Für Flavia Lüthi-Ferrari, Pflegedirektorin der Spitäler fmi AG, hat sich der Pflegepool als Erfolgsmodell erwiesen: «Wir können den Pflegenden Arbeitsmodelle für jede Lebenslage anbieten.» Mütter oder Väter mit kleinen Kindern könnten ebenso im Arbeitsprozess verbleiben wie beispielsweise Sportlerinnen und Sportler mit hohem Zeitbedarf für Training und Wettkämpfe. Aus Sicht des Spitals ist der Pool ein «ideales Reservoir für spätere Festanstellungen», wie Flavia Lüthi-Ferrari betont. Etwa dann, wenn die Kinder selbständiger geworden sind oder die sportliche Karriere zu Ende gegangen ist – und im Leben der Pflegenden wieder mehr Raum für den Beruf entsteht.
Mitarbeitenden im Pflegepool stehen drei Arbeitsmodelle zur Auswahl:
- Pool im Stundenlohn: Mitarbeitende geben ihre Arbeitsangebote ein und werden mit Vorlauf oder bei Bedarf auch kurzfristig für Einsätze angefragt.
- Fixes Pensum mit flexibler Arbeitszeit: Mitarbeitende, die saisonal grosse Schwankungen ihres Pensums aufweisen (etwa eine Skilehrerin), stehen im Jahresverlauf mal mehr und mal weniger im Einsatz. Sie werden auf Stationen eingesetzt, wo Stellen offen, Mitarbeitende krank oder Kolleginnen im Urlaub sind.

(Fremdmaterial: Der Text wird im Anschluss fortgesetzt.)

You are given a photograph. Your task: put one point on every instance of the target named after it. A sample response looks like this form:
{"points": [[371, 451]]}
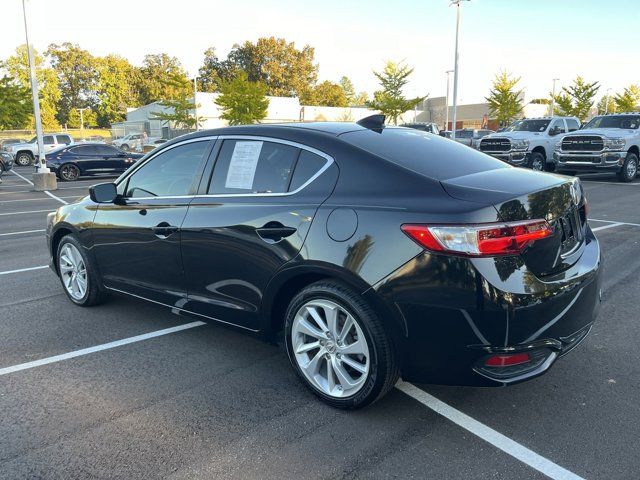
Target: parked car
{"points": [[7, 142], [128, 142], [372, 251], [529, 142], [70, 163], [425, 127], [6, 163], [608, 143], [25, 153]]}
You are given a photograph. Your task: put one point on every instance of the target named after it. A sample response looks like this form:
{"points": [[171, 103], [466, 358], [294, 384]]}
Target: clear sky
{"points": [[535, 39]]}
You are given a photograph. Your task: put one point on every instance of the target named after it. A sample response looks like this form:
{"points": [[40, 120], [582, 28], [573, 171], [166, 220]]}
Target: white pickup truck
{"points": [[608, 143], [25, 153], [529, 142]]}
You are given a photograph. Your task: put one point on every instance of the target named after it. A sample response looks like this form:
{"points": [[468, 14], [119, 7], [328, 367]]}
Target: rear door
{"points": [[251, 217]]}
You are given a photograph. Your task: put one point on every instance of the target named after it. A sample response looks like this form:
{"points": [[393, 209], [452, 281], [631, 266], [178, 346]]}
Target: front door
{"points": [[137, 240], [252, 218]]}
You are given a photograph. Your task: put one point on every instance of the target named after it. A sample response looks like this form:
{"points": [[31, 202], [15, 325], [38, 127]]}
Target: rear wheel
{"points": [[338, 346], [69, 172], [629, 168], [24, 159]]}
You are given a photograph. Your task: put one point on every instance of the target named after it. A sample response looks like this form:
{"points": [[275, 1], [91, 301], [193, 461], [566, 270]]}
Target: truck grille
{"points": [[582, 143], [495, 145]]}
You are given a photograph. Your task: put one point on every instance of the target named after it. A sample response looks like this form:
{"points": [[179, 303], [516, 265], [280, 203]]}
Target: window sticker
{"points": [[242, 167]]}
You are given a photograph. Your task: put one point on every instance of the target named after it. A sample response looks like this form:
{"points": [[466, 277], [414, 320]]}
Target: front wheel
{"points": [[629, 168], [338, 346]]}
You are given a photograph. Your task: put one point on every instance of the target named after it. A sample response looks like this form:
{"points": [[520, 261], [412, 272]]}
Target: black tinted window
{"points": [[308, 165], [426, 154], [250, 166], [170, 173]]}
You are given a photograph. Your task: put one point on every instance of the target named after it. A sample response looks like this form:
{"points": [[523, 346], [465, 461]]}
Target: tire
{"points": [[69, 172], [629, 168], [356, 379], [536, 162], [75, 267], [24, 159]]}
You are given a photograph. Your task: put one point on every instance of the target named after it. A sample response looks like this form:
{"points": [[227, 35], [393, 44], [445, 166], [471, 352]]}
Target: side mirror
{"points": [[103, 193]]}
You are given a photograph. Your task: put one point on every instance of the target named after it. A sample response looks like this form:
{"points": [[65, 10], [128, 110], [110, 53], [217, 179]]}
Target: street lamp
{"points": [[43, 179], [446, 107], [553, 97], [455, 68]]}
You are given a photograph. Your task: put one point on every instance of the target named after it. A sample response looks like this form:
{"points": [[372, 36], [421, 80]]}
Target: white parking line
{"points": [[20, 233], [604, 227], [8, 272], [24, 178], [98, 348], [511, 447], [30, 211]]}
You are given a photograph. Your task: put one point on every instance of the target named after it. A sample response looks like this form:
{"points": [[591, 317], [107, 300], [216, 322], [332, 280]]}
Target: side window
{"points": [[572, 124], [251, 166], [171, 173], [308, 165]]}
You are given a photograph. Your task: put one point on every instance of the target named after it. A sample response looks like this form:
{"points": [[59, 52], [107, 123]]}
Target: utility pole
{"points": [[43, 179], [455, 70]]}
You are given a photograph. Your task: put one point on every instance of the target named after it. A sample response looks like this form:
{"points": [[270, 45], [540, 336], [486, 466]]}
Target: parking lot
{"points": [[116, 391]]}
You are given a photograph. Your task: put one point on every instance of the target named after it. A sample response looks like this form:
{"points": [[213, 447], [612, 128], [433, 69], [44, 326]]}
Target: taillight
{"points": [[483, 240]]}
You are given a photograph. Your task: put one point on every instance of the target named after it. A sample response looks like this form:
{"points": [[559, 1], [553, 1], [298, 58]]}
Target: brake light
{"points": [[483, 240]]}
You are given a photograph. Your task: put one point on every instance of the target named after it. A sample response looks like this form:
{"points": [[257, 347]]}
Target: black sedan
{"points": [[372, 251], [71, 162]]}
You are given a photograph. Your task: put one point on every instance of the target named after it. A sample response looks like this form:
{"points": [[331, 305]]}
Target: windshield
{"points": [[615, 121], [530, 126]]}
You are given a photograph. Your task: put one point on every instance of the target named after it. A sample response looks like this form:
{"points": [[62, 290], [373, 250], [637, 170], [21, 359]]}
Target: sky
{"points": [[537, 40]]}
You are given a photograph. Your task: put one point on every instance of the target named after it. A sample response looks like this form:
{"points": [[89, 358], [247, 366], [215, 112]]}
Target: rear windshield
{"points": [[426, 154]]}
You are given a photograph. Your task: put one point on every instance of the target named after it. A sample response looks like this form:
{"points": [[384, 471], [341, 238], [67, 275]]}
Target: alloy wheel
{"points": [[73, 271], [330, 348]]}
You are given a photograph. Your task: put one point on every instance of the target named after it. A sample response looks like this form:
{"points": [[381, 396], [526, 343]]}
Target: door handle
{"points": [[275, 231], [163, 230]]}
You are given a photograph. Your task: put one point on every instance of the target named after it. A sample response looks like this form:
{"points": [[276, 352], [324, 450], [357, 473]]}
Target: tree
{"points": [[116, 89], [326, 94], [162, 77], [505, 102], [577, 99], [390, 100], [77, 76], [15, 104], [348, 89], [274, 62], [242, 101], [180, 112], [48, 90], [628, 100]]}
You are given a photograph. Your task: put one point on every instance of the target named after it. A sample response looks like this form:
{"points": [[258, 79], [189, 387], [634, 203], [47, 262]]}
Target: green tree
{"points": [[629, 99], [242, 101], [162, 77], [577, 99], [179, 112], [15, 104], [48, 91], [505, 102], [116, 89], [348, 89], [326, 94], [77, 76], [390, 100]]}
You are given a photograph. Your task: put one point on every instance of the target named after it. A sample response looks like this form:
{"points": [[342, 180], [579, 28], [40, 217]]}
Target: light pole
{"points": [[455, 69], [553, 97], [446, 107], [43, 179]]}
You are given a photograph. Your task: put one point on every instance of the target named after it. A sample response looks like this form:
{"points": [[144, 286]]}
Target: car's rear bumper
{"points": [[459, 312]]}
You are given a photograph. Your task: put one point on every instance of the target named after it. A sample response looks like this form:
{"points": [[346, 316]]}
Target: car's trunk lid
{"points": [[519, 194]]}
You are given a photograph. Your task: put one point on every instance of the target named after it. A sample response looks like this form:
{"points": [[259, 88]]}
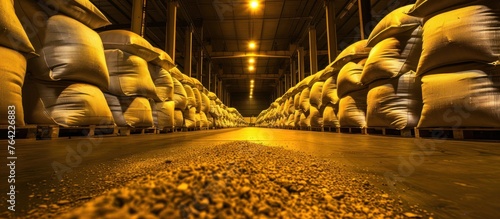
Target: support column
{"points": [[293, 72], [301, 61], [138, 16], [188, 52], [171, 28], [313, 51], [365, 17], [331, 30]]}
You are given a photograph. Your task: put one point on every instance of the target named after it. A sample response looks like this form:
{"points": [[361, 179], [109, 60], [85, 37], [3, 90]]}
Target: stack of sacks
{"points": [[459, 63], [351, 111], [291, 108], [180, 97], [163, 110], [315, 99], [64, 84], [190, 120], [352, 94], [131, 86], [15, 47], [329, 98], [394, 97], [212, 114]]}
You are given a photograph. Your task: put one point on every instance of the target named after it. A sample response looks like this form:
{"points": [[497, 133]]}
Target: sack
{"points": [[129, 75], [69, 51], [129, 42], [329, 92], [349, 79], [163, 82], [471, 97], [393, 57], [67, 104], [163, 60], [132, 112], [330, 116], [315, 98], [12, 73], [304, 100], [12, 34], [394, 24], [352, 109], [468, 34], [395, 103], [352, 53], [180, 95]]}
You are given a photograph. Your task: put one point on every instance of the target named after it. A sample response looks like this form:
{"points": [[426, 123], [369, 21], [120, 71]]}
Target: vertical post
{"points": [[301, 61], [188, 52], [313, 51], [138, 16], [365, 16], [331, 30], [171, 28]]}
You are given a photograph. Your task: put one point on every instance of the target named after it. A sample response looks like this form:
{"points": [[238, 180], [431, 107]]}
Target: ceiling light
{"points": [[254, 4], [252, 45]]}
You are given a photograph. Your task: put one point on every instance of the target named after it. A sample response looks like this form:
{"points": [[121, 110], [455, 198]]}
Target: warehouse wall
{"points": [[250, 107]]}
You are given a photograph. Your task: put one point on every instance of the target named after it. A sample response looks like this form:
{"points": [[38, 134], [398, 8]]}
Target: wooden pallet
{"points": [[21, 132], [56, 131], [459, 133], [353, 130], [390, 131]]}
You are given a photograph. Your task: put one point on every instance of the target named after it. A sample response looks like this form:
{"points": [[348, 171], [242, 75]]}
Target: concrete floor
{"points": [[452, 179]]}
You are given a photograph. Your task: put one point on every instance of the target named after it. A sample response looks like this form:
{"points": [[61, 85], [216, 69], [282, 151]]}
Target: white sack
{"points": [[395, 103], [129, 75], [64, 103], [12, 73], [352, 109]]}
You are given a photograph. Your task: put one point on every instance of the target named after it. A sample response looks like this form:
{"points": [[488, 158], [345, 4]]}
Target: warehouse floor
{"points": [[441, 178]]}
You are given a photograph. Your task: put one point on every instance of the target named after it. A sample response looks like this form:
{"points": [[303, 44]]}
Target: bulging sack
{"points": [[468, 34], [470, 97], [129, 75], [12, 34], [352, 109], [129, 42], [12, 73], [163, 82], [394, 24], [133, 112], [67, 104], [349, 79], [69, 51], [393, 57], [395, 103]]}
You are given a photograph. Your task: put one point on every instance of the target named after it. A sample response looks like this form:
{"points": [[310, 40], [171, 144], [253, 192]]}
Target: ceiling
{"points": [[223, 29]]}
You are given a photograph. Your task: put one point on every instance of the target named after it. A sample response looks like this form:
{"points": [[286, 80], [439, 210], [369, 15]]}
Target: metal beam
{"points": [[331, 30], [249, 76], [171, 28], [264, 54]]}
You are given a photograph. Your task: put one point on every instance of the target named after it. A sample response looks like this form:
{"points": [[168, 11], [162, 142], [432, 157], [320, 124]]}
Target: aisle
{"points": [[451, 179]]}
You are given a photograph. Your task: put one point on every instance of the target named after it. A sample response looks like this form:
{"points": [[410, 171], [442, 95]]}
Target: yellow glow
{"points": [[254, 4], [252, 45]]}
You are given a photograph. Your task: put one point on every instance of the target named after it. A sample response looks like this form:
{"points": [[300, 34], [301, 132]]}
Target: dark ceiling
{"points": [[223, 28]]}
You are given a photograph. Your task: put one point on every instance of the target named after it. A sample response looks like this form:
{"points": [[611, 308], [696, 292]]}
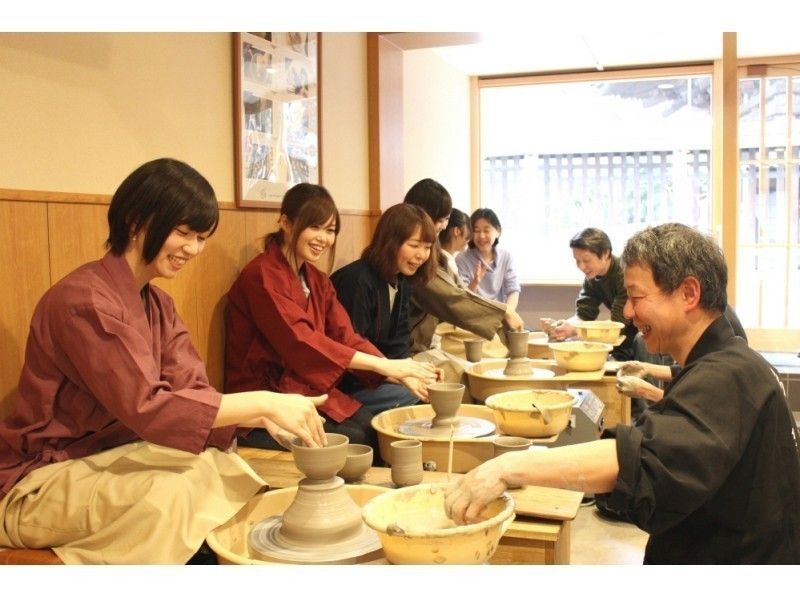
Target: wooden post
{"points": [[725, 154]]}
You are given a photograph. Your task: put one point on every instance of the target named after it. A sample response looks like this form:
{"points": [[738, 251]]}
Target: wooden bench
{"points": [[539, 534]]}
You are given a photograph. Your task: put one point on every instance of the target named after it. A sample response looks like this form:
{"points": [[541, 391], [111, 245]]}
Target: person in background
{"points": [[445, 298], [712, 471], [646, 379], [485, 268], [118, 450], [603, 285], [287, 332], [454, 237], [375, 290]]}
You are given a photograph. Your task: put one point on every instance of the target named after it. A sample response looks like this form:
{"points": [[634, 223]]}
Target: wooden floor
{"points": [[599, 541]]}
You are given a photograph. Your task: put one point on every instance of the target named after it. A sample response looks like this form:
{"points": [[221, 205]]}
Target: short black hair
{"points": [[154, 199], [593, 240], [675, 251], [432, 197], [490, 217], [458, 220], [305, 205]]}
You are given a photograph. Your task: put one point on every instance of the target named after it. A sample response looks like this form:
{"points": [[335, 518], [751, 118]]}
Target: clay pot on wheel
{"points": [[406, 462], [445, 398]]}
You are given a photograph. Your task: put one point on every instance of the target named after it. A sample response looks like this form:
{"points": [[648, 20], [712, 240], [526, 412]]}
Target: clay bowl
{"points": [[321, 463], [414, 529], [357, 463], [581, 356], [467, 452], [515, 414], [600, 331]]}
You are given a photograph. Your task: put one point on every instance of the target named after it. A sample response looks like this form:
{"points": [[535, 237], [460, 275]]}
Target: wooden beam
{"points": [[725, 154], [385, 116]]}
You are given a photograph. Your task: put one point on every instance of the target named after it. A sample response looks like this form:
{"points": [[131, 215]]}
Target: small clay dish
{"points": [[358, 462]]}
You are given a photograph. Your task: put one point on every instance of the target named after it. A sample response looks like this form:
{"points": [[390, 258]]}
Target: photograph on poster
{"points": [[276, 114]]}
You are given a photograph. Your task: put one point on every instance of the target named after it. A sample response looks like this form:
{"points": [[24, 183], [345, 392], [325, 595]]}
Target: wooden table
{"points": [[540, 533]]}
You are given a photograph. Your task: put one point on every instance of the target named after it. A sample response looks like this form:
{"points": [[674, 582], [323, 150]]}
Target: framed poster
{"points": [[276, 114]]}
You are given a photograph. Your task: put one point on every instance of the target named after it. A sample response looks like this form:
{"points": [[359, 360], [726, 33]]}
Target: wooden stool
{"points": [[27, 556]]}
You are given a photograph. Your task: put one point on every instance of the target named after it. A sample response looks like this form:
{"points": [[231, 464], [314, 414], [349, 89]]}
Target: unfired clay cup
{"points": [[445, 398], [321, 463], [473, 349], [518, 343], [406, 462], [359, 460], [505, 444]]}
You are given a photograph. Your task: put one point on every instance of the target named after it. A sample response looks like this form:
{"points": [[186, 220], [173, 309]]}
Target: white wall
{"points": [[79, 111], [436, 115]]}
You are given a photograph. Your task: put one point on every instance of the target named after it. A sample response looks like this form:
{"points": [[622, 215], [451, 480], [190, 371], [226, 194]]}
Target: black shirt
{"points": [[712, 471]]}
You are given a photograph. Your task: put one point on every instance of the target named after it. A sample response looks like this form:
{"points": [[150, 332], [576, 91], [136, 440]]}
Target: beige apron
{"points": [[139, 503]]}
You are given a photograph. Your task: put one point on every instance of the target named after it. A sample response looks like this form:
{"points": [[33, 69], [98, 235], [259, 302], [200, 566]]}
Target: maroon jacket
{"points": [[100, 372]]}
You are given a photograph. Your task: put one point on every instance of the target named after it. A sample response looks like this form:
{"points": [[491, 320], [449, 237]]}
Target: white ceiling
{"points": [[515, 52]]}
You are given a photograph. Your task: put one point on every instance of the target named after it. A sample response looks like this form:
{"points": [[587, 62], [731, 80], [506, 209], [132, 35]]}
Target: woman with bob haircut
{"points": [[454, 238], [485, 268], [118, 450], [445, 298], [375, 290], [287, 332]]}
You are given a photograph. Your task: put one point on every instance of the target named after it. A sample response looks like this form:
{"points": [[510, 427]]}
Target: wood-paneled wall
{"points": [[45, 236]]}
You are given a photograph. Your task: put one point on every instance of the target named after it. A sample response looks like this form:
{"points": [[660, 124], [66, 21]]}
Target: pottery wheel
{"points": [[466, 427], [536, 374], [266, 543]]}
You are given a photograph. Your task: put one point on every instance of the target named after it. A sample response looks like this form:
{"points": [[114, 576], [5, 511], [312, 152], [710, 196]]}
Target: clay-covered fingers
{"points": [[632, 368], [513, 320], [462, 506], [403, 368], [299, 416], [417, 387], [467, 499], [628, 385], [280, 435]]}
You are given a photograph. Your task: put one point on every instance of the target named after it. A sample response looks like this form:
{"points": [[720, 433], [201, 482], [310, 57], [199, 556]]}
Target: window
{"points": [[616, 154], [768, 235]]}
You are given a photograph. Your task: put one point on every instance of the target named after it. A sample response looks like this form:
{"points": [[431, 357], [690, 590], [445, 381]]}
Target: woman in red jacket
{"points": [[287, 331]]}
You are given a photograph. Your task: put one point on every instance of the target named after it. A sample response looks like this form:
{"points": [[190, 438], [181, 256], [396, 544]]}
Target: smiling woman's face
{"points": [[314, 241], [413, 253], [591, 265]]}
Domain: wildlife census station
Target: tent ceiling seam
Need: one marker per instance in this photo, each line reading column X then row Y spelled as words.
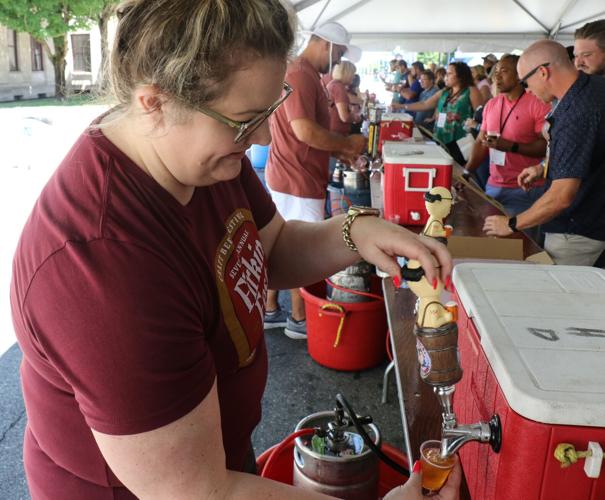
column 348, row 10
column 557, row 25
column 524, row 9
column 304, row 4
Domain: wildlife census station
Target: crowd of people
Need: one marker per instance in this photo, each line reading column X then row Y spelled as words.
column 548, row 183
column 139, row 292
column 139, row 286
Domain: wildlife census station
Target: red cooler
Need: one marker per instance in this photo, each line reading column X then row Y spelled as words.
column 395, row 127
column 410, row 170
column 532, row 346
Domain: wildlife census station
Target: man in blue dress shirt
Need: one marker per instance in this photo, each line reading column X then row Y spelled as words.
column 572, row 208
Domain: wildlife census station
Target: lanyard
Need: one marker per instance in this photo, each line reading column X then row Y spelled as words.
column 451, row 98
column 502, row 125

- Springer mit fixem Pensum: Pflegende, die als Springer angestellt sind, kommen an fixen Tagen und Abenden zum Einsatz. Die Springer stehen auf allen Stationen im Einsatz und helfen, Arbeitsspitzen auszugleichen oder das Notfallzentrum bei hohem Patientenaufkommen zu entlasten.
Ausserhalb des Pools können Teilzeitmitarbeitende auf folgende Arbeitsmodelle zurückgreifen:
- Reguläre Teilzeitarbeit: Pflegefachpersonen arbeiten fix in einem Team und zu mindestens 40 Prozent.
Teilzeitarbeit mit Gruppenplanung: Teilzeitmitarbeitende können innerhalb eines Teams eine Gruppe bilden und die Planung selbst übernehmen. Drei bis vier Pflegefachpersonen teilen sich zum Beispiel ein Vollpensum, eine von ihnen koordiniert und plant die Einsätze.
Zur Person
Patricia Prantl arbeitet seit Herbst 2020 als diplomierte Pflegefachfrau im Spital Interlaken. In ihrer Freizeit ist sie Ehrendame und Vorstandsmitglied der Musikgesellschaft Wilderswil. Zudem joggt sie regelmässig. Am letztjährigen Brienzerseelauf hat sie erstmals die 10 Kilometer lange Strecke absolviert. Sie schliesst nicht aus, Mitte Oktober wieder unter den Startenden zu sein.